Understanding Code Python Compilation and Execution

December 08, 2024

Traditional Compilation Process (e.g., C/C++)

Phases of Compilation:

Preprocessing (if applicable):
In languages like C/C++, a preprocessor handles directives such as #include, #define, and conditional compilation directives before the compiler sees the code. The result is a single expanded source file.
Lexical Analysis & Parsing:
The compiler converts source code into tokens (lexing) and then checks the sequence of tokens against the language’s grammar (parsing). From this, it constructs an Abstract Syntax Tree (AST).
Semantic Analysis:
The compiler verifies type correctness, variable declarations, and function usage. It ensures the AST represents logically consistent code.
Intermediate Representation (IR) Generation:
After semantic checks, the compiler transforms the AST into a language- and machine-independent IR. This IR simplifies optimizations and is often in Static Single Assignment (SSA) form.
Optimizations:
The IR undergoes various optimizations such as constant folding, dead code elimination, and loop transformations to improve runtime performance.
Code Generation:
The optimized IR is then translated into assembly language specific to the target architecture. This includes instruction selection, register allocation, and instruction scheduling.
Assembly & Linking:
The assembler translates assembly code into machine code (object files). The linker then combines these object files along with required libraries into a final executable.

IR Example (LLVM):
A simple function int add(int a, int b) { return a + b; } might compile to LLVM IR instructions like:

define i32 @add(i32 %a, i32 %b) 
{ 
    entry:%sum = add i32 %a,%b   
    ret i32 %sum 
 }

This IR is a simplified, platform-independent representation of the code’s logic.

Python Compilation and Execution

Key Differences from Traditional Compiled Languages:

Python is commonly known as an interpreted language.

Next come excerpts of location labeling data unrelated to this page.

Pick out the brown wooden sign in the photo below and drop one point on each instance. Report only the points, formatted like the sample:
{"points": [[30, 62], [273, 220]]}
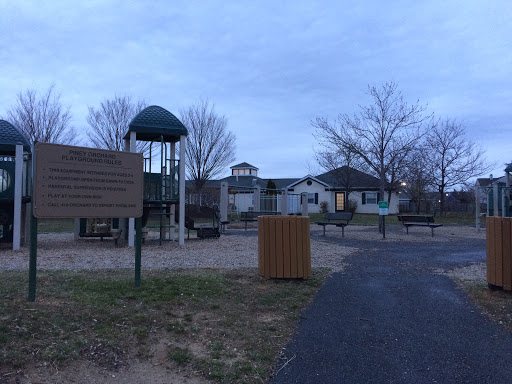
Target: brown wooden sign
{"points": [[86, 182]]}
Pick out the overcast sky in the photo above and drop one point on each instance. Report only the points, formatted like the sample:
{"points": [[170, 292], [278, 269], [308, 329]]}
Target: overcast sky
{"points": [[269, 66]]}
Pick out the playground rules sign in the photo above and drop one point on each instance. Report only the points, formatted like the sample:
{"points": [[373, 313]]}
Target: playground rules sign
{"points": [[86, 182]]}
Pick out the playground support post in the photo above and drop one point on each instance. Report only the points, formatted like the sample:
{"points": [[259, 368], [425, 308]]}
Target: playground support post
{"points": [[224, 198], [477, 208], [138, 250], [181, 230], [18, 191], [284, 201], [32, 267]]}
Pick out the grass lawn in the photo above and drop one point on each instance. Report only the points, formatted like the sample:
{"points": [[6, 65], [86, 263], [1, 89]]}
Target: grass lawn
{"points": [[222, 325]]}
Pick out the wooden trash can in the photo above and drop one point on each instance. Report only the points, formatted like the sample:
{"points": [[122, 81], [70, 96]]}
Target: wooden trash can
{"points": [[499, 252], [284, 247]]}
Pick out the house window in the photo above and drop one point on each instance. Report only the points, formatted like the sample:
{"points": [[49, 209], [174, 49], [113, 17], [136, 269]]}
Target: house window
{"points": [[312, 198], [370, 198]]}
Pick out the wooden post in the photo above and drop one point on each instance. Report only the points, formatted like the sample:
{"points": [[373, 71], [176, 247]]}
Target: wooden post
{"points": [[284, 247], [499, 252]]}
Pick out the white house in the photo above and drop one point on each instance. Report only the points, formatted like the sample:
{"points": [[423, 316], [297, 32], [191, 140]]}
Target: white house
{"points": [[360, 192], [342, 189]]}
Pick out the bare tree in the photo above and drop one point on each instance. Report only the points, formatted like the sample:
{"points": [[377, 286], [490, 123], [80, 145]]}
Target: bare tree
{"points": [[43, 118], [340, 162], [453, 159], [416, 180], [382, 134], [109, 122], [210, 146]]}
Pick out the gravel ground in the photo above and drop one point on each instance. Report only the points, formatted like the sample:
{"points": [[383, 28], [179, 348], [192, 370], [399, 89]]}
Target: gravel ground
{"points": [[393, 316], [236, 249]]}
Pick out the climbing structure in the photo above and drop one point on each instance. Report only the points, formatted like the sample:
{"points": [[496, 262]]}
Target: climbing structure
{"points": [[14, 186], [164, 175]]}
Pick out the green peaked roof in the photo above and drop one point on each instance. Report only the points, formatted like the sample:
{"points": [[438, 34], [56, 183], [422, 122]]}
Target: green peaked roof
{"points": [[10, 137], [153, 122]]}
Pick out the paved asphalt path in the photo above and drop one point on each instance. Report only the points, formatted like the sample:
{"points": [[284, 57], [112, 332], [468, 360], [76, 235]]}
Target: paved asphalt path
{"points": [[388, 318]]}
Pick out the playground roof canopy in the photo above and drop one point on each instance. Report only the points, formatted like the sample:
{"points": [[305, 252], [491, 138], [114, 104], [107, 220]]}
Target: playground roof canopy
{"points": [[10, 136], [155, 122]]}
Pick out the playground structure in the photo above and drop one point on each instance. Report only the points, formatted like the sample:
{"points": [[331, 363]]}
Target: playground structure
{"points": [[235, 199], [497, 194], [164, 180], [164, 183], [14, 184]]}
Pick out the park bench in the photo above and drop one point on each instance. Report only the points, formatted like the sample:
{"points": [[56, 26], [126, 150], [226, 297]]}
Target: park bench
{"points": [[253, 216], [221, 223], [203, 231], [419, 221], [339, 219]]}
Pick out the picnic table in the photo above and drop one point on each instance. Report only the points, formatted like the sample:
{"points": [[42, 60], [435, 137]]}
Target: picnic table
{"points": [[419, 221]]}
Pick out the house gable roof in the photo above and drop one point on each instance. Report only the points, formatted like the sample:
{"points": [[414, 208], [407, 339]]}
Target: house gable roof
{"points": [[244, 165], [306, 178], [358, 179]]}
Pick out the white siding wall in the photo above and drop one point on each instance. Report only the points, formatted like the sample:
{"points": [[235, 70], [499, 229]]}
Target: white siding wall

However, it does have a compilation step—from source code (.py) to bytecode (.pyc).
Python does not produce native machine code by default. Instead, it generates bytecode, which runs on the Python Virtual Machine (PVM).

How Python Code Compiles:

From Source to AST:
When you run a Python script or import a module, Python first parses the source code. It checks syntax and creates an AST.
From AST to Bytecode:
The AST is compiled into Python bytecode, a lower-level, platform-independent instruction set for the PVM. The result is often cached in __pycache__ as .pyc files to speed up future runs.

Bytecode and the Virtual Machine:

Python’s bytecode is a series of instructions like LOAD_FAST, BINARY_ADD, CALL_FUNCTION, and RETURN_VALUE.
The Python Virtual Machine is a stack-based interpreter. It:
- Loads constants and variables onto an operand stack.
- Executes instructions by popping arguments off the stack, performing operations, and pushing results back.
Each bytecode instruction corresponds to a small piece of C code within the CPython interpreter. The interpreter loop fetches an opcode, dispatches to the handler code (already compiled into native machine instructions), and executes it.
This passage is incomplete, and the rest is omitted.